Avec ce dévouement héroïque qui a toujours caractérisé le peuple et qui va au sublime lors des grandes époques, il patiente. (…) avec la bonhomie de la masse qui croit en ses meneurs, il attend que là-haut, à la Chambre, à l’Hôtel de Ville, au Comité de salut public – on s’occupe de lui.
Mais là-haut on pense à toutes sortes de choses, excepté aux souffrances de la foule. Lorsque la famine ronge la France en 1793 et compromet la révolution ; lorsque le peuple est réduit à la dernière misère, tandis que les Champs-Elysées sont sillonnés de phaétons superbes où les femmes étalent leurs parures luxueuses, Robespierre insiste devant les jacobins pour faire discuter son mémoire sur la Constitution anglaise ! Lorsque le travailleur souffre en 1848 de l’arrêt général de l’industrie, le Gouvernement provisoire et la Chambre disputaillent sur les pensions militaires et le travail des prisons, sans se demander de quoi vit le peuple pendant cette époque de crise.
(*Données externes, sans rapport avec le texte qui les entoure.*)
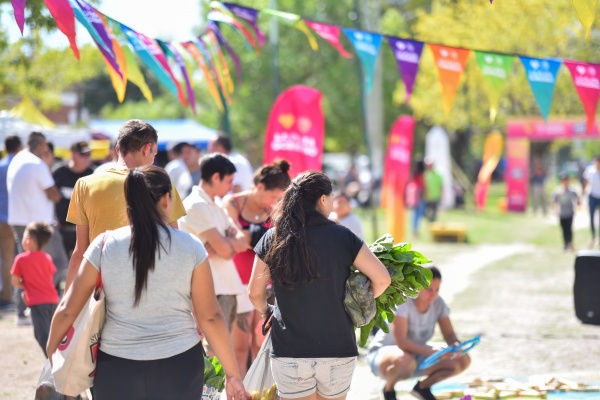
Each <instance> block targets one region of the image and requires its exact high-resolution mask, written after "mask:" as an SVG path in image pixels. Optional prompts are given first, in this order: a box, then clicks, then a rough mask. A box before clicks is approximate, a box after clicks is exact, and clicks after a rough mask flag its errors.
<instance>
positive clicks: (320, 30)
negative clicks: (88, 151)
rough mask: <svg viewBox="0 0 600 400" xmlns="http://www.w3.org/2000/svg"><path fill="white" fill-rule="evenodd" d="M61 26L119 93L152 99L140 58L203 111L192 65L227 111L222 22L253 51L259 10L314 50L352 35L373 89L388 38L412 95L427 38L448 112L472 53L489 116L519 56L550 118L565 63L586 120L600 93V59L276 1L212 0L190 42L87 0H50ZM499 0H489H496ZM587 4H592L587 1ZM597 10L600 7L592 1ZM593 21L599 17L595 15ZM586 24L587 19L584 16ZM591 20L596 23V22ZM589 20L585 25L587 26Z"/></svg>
mask: <svg viewBox="0 0 600 400" xmlns="http://www.w3.org/2000/svg"><path fill="white" fill-rule="evenodd" d="M44 1H45V3H46V5H47V7H48V9H49V11H50V13H51V15H52V16H53V18H54V19H55V20H56V24H57V27H58V29H59V30H60V31H61V32H63V33H64V34H65V35H66V36H67V38H68V40H69V45H70V47H71V49H72V51H73V53H74V55H75V57H77V58H78V59H79V50H78V48H77V44H76V41H75V38H76V31H75V22H74V21H75V19H76V20H77V21H78V22H79V23H80V24H81V25H82V26H83V27H84V28H85V29H86V30H87V31H88V33H89V34H90V35H91V37H92V39H93V41H94V43H95V45H96V46H97V47H98V50H99V51H100V52H101V53H102V56H103V59H104V61H105V63H106V66H107V69H108V72H109V76H110V78H111V81H112V85H113V87H114V89H115V92H116V94H117V98H118V100H119V101H120V102H122V101H123V100H124V98H125V90H126V86H127V82H131V83H133V84H134V85H136V86H137V87H139V88H140V90H141V92H142V94H143V95H144V97H145V98H146V99H147V100H148V102H152V92H151V91H150V89H149V87H148V85H147V84H146V82H145V78H144V76H143V74H142V73H141V71H140V69H139V65H138V62H139V61H141V62H143V63H144V65H145V66H146V67H147V68H148V69H149V70H150V71H151V72H152V73H153V74H154V75H155V76H156V78H157V79H158V81H159V82H160V83H161V84H162V85H163V86H164V87H165V88H167V89H168V90H169V92H171V93H172V94H173V95H174V96H175V97H176V98H177V99H178V100H179V102H180V103H181V104H182V105H184V106H186V107H187V106H189V107H190V108H191V109H192V111H193V112H194V113H196V100H195V96H194V91H193V81H192V80H191V76H192V72H193V71H194V70H199V71H200V72H201V73H202V75H203V77H204V81H205V82H206V85H207V88H208V92H209V94H210V96H211V97H212V99H213V101H214V102H215V104H216V105H217V107H218V109H219V110H221V111H223V109H224V102H225V103H227V104H231V103H232V95H233V92H234V88H235V85H234V80H233V78H232V71H231V70H230V69H229V64H228V61H227V59H226V57H225V55H226V54H227V55H228V57H229V59H230V60H231V62H233V65H234V68H235V75H236V78H237V81H238V82H239V81H241V79H242V66H241V64H240V61H239V56H238V54H237V53H236V51H235V50H234V49H233V48H232V46H231V45H230V43H229V42H228V41H227V39H226V37H225V36H224V35H223V33H222V32H221V29H220V24H225V25H227V26H229V27H231V28H232V29H233V31H234V32H235V33H236V34H239V35H240V36H241V37H242V38H243V41H244V45H245V47H246V49H247V50H248V51H254V52H256V53H259V52H260V50H261V48H262V47H263V45H264V44H265V37H266V35H265V33H264V32H262V30H261V29H260V27H259V25H258V19H259V16H260V15H266V16H268V17H271V18H277V19H278V20H279V21H281V22H282V23H285V24H286V25H289V26H292V27H294V28H296V29H297V30H299V31H301V32H302V33H303V34H304V35H305V36H306V38H307V40H308V43H309V46H310V47H311V49H312V50H313V51H318V49H319V44H318V41H317V39H316V38H315V34H316V36H317V37H320V38H322V39H323V40H325V41H326V42H327V43H329V44H330V45H331V46H332V47H333V48H334V49H335V50H336V51H337V52H338V53H339V54H340V56H342V57H344V58H352V57H353V56H352V54H351V53H350V52H348V51H347V50H346V49H345V48H344V46H343V45H342V43H341V41H340V38H341V33H342V32H343V33H344V35H345V36H346V37H347V38H348V40H349V41H350V43H351V44H352V47H353V49H354V52H355V54H356V55H357V57H358V59H359V61H360V63H361V66H362V69H363V83H362V84H363V85H364V89H365V91H366V92H369V91H370V90H371V88H372V83H373V76H374V72H375V63H376V61H377V57H378V56H379V52H380V50H381V45H382V43H383V41H384V39H385V40H386V41H387V42H388V45H389V47H390V49H391V50H392V53H393V54H394V58H395V59H396V62H397V66H398V72H399V74H400V76H401V79H402V81H403V83H404V85H405V87H406V98H405V101H406V102H407V103H408V102H409V100H410V96H411V93H412V91H413V88H414V84H415V81H416V76H417V74H418V71H419V62H420V59H421V55H422V52H423V49H424V47H425V46H427V47H429V49H430V51H431V52H432V54H433V57H434V61H435V66H436V68H437V71H438V75H439V81H440V84H441V87H442V103H443V108H444V111H445V112H446V113H449V112H450V109H451V107H452V104H453V101H454V98H455V96H456V92H457V90H458V87H459V85H460V79H461V76H462V74H463V72H464V71H465V67H466V64H467V62H468V59H469V57H470V54H471V53H474V54H475V59H476V62H477V65H478V66H479V69H480V71H481V73H482V74H483V77H484V81H485V90H486V93H487V95H488V99H489V102H490V119H491V121H492V122H493V121H494V120H495V118H496V115H497V114H498V104H499V102H500V98H501V96H502V92H503V89H504V86H505V84H506V81H507V79H508V77H509V75H510V73H511V71H512V69H513V65H514V61H515V59H516V58H517V57H518V58H519V60H520V62H521V64H522V65H523V67H524V69H525V73H526V76H527V80H528V82H529V85H530V88H531V90H532V92H533V94H534V97H535V99H536V101H537V104H538V107H539V109H540V112H541V114H542V116H543V118H544V119H547V118H548V114H549V112H550V108H551V104H552V98H553V94H554V87H555V84H556V77H557V75H558V71H559V69H560V67H561V65H563V64H564V65H565V66H566V67H567V69H568V70H569V72H570V74H571V77H572V80H573V84H574V85H575V88H576V90H577V93H578V95H579V98H580V99H581V102H582V103H583V106H584V109H585V112H586V115H587V128H588V131H590V130H591V129H592V127H593V125H594V121H595V115H596V110H597V105H598V100H599V98H600V64H594V63H587V62H582V61H571V60H562V59H558V58H534V57H527V56H517V55H507V54H499V53H494V52H487V51H480V50H471V49H465V48H456V47H450V46H444V45H441V44H435V43H425V42H419V41H414V40H410V39H404V38H400V37H395V36H384V35H381V34H379V33H373V32H365V31H362V30H357V29H351V28H347V27H343V26H339V25H333V24H326V23H323V22H317V21H312V20H310V19H305V18H303V17H301V16H300V15H297V14H292V13H286V12H282V11H278V10H272V9H262V10H257V9H253V8H250V7H245V6H241V5H238V4H233V3H221V2H218V1H213V2H211V3H210V6H211V10H210V11H209V13H208V15H207V19H208V22H207V24H206V25H205V27H204V28H203V29H202V31H201V33H200V35H198V36H197V37H194V38H191V39H190V40H187V41H183V42H165V41H162V40H158V39H153V38H150V37H148V36H147V35H144V34H143V33H140V32H136V31H134V30H133V29H131V28H129V27H128V26H127V25H125V24H123V23H122V22H119V21H116V20H114V19H112V18H110V17H108V16H107V15H105V14H103V13H102V12H100V11H99V10H97V9H96V8H94V7H93V6H91V5H90V4H89V3H87V2H86V1H85V0H44ZM492 1H493V0H490V3H492ZM595 1H597V0H573V4H574V6H575V8H576V10H577V12H578V15H579V16H580V18H581V15H586V14H585V13H586V11H585V10H584V11H580V7H583V6H582V4H584V5H585V4H587V5H590V4H591V3H594V2H595ZM12 5H13V8H14V15H15V20H16V22H17V25H18V26H19V28H20V30H21V34H22V33H23V27H24V22H25V12H24V9H25V0H12ZM586 10H587V11H588V12H589V10H590V8H589V7H588V8H587V9H586ZM591 11H592V12H593V11H594V7H593V6H592V7H591ZM591 21H592V22H593V18H592V20H591ZM584 26H586V25H585V24H584ZM589 26H590V27H591V23H589ZM587 29H589V28H586V30H587Z"/></svg>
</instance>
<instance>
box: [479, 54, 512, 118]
mask: <svg viewBox="0 0 600 400" xmlns="http://www.w3.org/2000/svg"><path fill="white" fill-rule="evenodd" d="M475 59H476V60H477V64H478V65H479V69H480V70H481V73H482V74H483V78H484V80H485V83H486V87H487V94H488V97H489V99H490V121H491V122H492V123H493V122H494V121H495V120H496V115H498V107H499V104H500V96H501V95H502V89H504V86H505V84H506V80H507V79H508V75H509V74H510V71H512V67H513V64H514V62H515V57H514V56H506V55H502V54H495V53H484V52H482V51H475Z"/></svg>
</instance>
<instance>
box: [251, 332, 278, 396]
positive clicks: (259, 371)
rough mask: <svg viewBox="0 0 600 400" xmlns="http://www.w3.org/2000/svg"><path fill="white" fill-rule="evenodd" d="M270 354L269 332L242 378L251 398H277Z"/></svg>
mask: <svg viewBox="0 0 600 400" xmlns="http://www.w3.org/2000/svg"><path fill="white" fill-rule="evenodd" d="M270 354H271V333H270V332H269V333H268V334H267V337H266V338H265V341H264V342H263V344H262V346H261V347H260V350H259V351H258V355H257V356H256V359H255V360H254V362H253V363H252V365H251V366H250V369H249V370H248V373H246V377H245V378H244V387H245V388H246V390H247V391H248V392H249V393H250V395H251V397H250V399H251V400H274V399H279V396H278V395H277V386H276V385H275V380H274V379H273V373H272V372H271V355H270Z"/></svg>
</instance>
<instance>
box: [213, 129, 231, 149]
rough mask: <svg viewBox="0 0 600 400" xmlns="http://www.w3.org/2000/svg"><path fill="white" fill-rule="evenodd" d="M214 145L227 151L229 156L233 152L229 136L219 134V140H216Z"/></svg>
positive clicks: (218, 137) (222, 134) (217, 138)
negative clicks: (231, 151) (221, 147)
mask: <svg viewBox="0 0 600 400" xmlns="http://www.w3.org/2000/svg"><path fill="white" fill-rule="evenodd" d="M214 143H215V144H218V145H220V146H221V147H223V150H225V153H227V154H229V153H231V150H232V147H231V140H229V137H228V136H227V135H225V134H223V133H219V134H218V135H217V138H216V139H215V142H214Z"/></svg>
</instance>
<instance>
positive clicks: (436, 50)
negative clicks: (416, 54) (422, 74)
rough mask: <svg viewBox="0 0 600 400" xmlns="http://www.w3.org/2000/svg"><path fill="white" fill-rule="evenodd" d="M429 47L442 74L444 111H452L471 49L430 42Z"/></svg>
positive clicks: (439, 72) (442, 84) (441, 80)
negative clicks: (453, 104) (459, 47)
mask: <svg viewBox="0 0 600 400" xmlns="http://www.w3.org/2000/svg"><path fill="white" fill-rule="evenodd" d="M429 48H430V49H431V52H432V53H433V58H434V59H435V66H436V67H437V69H438V72H439V75H440V84H441V85H442V99H443V101H444V111H445V112H446V114H448V113H449V112H450V108H452V103H453V102H454V96H456V91H457V90H458V85H459V84H460V77H461V76H462V73H463V72H464V71H465V66H466V65H467V59H468V58H469V54H470V52H471V50H467V49H459V48H456V47H448V46H440V45H437V44H430V45H429Z"/></svg>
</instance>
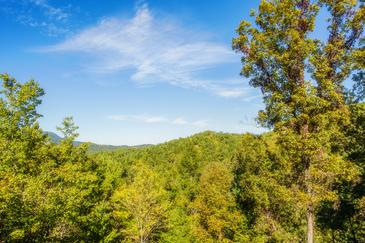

Et si l’on doit adresser un reproche à la Commune de Paris, née sous les canons des prussiens et ne durant que soixante-dix jours, c’est encore de ne pas avoir compris que la révolution communale ne pouvait triompher sans combattants bien nourris, et qu’avec trente sous par jour, on ne saurait à la fois se battre sur les remparts et entretenir sa famille. » (4)
Le problème est si bien posé que sa solution immédiate est évidente : la besogne du révolutionnaire, c’est l’expropriation des biens disponibles ; c’est de « prendre possession, au nom du peuple révolté, des dépôts de blé, des magasins qui regorgent de vêtements, des maisons habitables. »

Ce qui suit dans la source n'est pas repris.